I will provide test files in binary form (here). Your output should be a binary file.
The fan-out k should be given as a command-line argument. In class we discussed that k should be chosen on the order of M/B. Experiment with different values of k and try to optimize k. To decide the size of a run, you will need to know the size of main memory. The simplest way is to let the user provide this information as a command line argument.
iosort -i filename -o filename -k value -m value
Try to optimize efficiency as much as you can both with respect to IO and CPU.
If you need to use temporary files, place them in /tmp/scratch. This is a hard disk that's local to the machine, and thus not on NFS. The location of the scratch space may differ slightly from one machine to the other, so make it a paramater on the command line.

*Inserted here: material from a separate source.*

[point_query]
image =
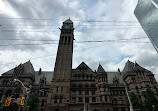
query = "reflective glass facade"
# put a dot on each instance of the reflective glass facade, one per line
(147, 14)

iosort -i filename -o filename -k value -m value -s scratchlocation
Run your experiments with 256MB of memory and datasets of various sizes. Focus on data sizes that show the IO-efficiency of your sort (that is, don't run lots of experiments for small datasets that fit in memory).
For none of the experiments it is clear exactly how long the experiments will take. There is no need to let an algorithm run for more than a day to verify that it takes a long time. Write scripts. Let experiments run overnight while you work on other things. Keep me updated on you progress, so that we can adapt the schedule if necessary.
Add a timer to your code to measure the total running time. Include the time to read the input file and to write the output file.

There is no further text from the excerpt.